Il consumo di alimenti ultra-processati mette seriamente a rischio la nostra salute e aumenta significativamente la mortalità prematura: scopriamo insieme cosa rivela un recente e approfondito studio internazionale.
Il problema, purtroppo, è molto più grave di quanto tendiamo a immaginare nella nostra vita quotidiana. Un recente studio, pubblicato sull'autorevole American Journal of Preventive Medicine, evidenzia che il consumo abituale di cibi ultra-processati – inclusi snack confezionati, dolciumi industriali, carni lavorate come wurstel e salsicce, bevande zuccherate e bibite gassate – può incrementare notevolmente il rischio di morte precoce, specialmente nella fascia d’età compresa tra i 30 e i 69 anni.
Secondo i ricercatori, guidati dal dottor Eduardo Augusto Fernandes Nilson della Fondazione Oswaldo Cruz in Brasile, ogni incremento del 10% del consumo di questi alimenti ultra-processati si associa a una crescita del 3% del rischio di morte prematura.
Ma perché accade tutto questo?
Non è soltanto la presenza di ingredienti malsani e noti come zuccheri raffinati, grassi saturi e sale in eccesso a creare problemi. La vera insidia, spesso trascurata, risiede nei processi industriali che trasformano radicalmente gli alimenti, introducendo sostanze chimiche come additivi, coloranti artificiali, aromi sintetici, dolcificanti industriali ed emulsionanti. Questi elementi artificiali non solo rendono il prodotto più appetibile ma contribuiscono attivamente e in maniera significativa al deterioramento della salute, incrementando il rischio di numerose malattie croniche come obesità, diabete, ipertensione e patologie cardiovascolari.
Questo studio internazionale, che ha analizzato le abitudini alimentari di oltre 240mila persone provenienti da otto differenti Paesi, ha fornito dati estremamente preoccupanti. Ad esempio, negli Stati Uniti, dove il consumo di questi prodotti supera abbondantemente il 50% dell’apporto calorico giornaliero, sono stati attribuiti circa 124mila decessi prematuri nel solo 2018 a questa pessima abitudine alimentare. La percentuale dei decessi evitabili associati al consumo di alimenti ultra-processati varia considerevolmente da un Paese all'altro: dal 4% nelle nazioni con il consumo più moderato fino al 14% in quelle, come appunto gli Stati Uniti, dove la diffusione di tali alimenti è estremamente elevata.
Guardando agli altri Paesi coinvolti, emerge un quadro altrettanto preoccupante: in Colombia il consumo di cibi ultra-processati corrisponde a circa il 15% dell’apporto energetico totale, mentre in Brasile il valore sale al 17,4%. Il Cile raggiunge addirittura il 22,8%, e il Messico si attesta intorno al 24,9%. In Canada, invece, la cifra è ancora più alta e raggiunge il 43,7%.

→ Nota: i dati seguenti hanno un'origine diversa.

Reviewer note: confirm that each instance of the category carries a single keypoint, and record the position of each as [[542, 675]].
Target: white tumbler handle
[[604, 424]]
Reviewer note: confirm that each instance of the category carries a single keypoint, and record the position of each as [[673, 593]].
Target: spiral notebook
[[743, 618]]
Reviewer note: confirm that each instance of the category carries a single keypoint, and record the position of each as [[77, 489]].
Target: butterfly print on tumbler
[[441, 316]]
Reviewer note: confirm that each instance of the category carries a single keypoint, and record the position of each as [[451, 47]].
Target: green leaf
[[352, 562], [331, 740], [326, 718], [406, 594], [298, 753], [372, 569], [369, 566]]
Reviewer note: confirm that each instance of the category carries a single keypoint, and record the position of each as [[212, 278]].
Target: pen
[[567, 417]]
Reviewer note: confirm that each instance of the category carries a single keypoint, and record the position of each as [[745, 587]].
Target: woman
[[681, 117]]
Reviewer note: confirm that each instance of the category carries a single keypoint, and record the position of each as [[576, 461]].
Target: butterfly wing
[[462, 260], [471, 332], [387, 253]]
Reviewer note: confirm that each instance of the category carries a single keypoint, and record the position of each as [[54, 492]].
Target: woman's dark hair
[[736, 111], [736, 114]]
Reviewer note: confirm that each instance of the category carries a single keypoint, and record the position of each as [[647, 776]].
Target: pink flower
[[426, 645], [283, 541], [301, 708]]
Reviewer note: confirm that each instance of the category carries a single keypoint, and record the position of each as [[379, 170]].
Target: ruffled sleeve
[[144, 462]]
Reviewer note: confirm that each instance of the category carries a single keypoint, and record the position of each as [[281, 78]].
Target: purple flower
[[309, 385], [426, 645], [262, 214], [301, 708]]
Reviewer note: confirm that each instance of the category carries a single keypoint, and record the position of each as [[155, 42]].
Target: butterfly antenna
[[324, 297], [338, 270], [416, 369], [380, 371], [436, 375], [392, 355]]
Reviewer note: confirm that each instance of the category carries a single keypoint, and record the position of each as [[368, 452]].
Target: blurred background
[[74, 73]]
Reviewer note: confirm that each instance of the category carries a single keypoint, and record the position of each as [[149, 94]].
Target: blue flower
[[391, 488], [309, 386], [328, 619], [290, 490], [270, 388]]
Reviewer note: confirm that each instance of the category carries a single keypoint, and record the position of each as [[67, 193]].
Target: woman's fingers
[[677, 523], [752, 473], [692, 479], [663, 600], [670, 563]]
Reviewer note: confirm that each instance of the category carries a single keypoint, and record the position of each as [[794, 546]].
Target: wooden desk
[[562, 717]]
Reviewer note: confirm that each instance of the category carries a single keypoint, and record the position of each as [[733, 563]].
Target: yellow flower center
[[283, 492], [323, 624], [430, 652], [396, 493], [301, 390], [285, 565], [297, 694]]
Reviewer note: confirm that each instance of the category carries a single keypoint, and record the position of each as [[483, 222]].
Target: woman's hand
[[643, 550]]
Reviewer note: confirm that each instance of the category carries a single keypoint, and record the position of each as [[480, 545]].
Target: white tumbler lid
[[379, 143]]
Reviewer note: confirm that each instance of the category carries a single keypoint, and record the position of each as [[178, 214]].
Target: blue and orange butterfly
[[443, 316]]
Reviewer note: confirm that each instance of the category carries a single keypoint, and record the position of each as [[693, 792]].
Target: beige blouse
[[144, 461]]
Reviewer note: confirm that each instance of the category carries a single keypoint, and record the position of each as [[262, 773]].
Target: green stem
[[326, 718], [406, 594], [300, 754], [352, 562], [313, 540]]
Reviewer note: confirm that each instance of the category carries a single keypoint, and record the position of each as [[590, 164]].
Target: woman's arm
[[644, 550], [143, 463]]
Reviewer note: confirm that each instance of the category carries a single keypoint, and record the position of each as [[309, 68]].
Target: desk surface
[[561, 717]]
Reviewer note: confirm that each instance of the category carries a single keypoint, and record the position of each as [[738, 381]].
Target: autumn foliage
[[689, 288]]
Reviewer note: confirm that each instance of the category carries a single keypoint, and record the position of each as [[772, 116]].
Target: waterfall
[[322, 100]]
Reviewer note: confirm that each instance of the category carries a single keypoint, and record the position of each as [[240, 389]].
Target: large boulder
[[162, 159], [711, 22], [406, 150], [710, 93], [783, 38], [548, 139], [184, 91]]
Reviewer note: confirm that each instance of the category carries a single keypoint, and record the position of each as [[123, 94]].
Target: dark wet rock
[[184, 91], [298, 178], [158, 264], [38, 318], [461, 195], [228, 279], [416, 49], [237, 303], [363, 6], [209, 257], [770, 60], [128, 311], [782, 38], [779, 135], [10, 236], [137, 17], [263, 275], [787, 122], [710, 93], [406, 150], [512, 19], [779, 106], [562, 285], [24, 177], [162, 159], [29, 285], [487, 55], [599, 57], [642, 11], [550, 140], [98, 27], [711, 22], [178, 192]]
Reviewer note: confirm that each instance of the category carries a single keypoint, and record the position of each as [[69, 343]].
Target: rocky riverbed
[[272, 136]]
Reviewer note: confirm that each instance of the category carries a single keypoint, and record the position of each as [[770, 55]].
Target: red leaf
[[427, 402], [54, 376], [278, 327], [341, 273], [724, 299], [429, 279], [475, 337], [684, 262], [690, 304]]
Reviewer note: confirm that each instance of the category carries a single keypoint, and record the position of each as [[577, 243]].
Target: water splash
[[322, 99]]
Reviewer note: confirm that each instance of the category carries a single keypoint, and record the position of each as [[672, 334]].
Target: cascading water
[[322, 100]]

Questi numeri drammatici impongono una riflessione urgente e, soprattutto, l'adozione di politiche incisive e concrete a livello globale. È fondamentale incentivare strategie e interventi di salute pubblica mirati a ridurre drasticamente il consumo di alimenti ultra-processati, promuovendo invece modelli alimentari più sani e sostenibili, basati su cibi freschi, stagionali, locali e minimamente trasformati.
Per salvaguardare la nostra salute e garantire un futuro più sano alle prossime generazioni, è necessario ripensare seriamente alle nostre abitudini alimentari quotidiane.
La domanda che dobbiamo porci con estrema sincerità è semplice ma cruciale: vale davvero la pena mettere a repentaglio la nostra vita solo per il gusto momentaneo di questi prodotti industriali?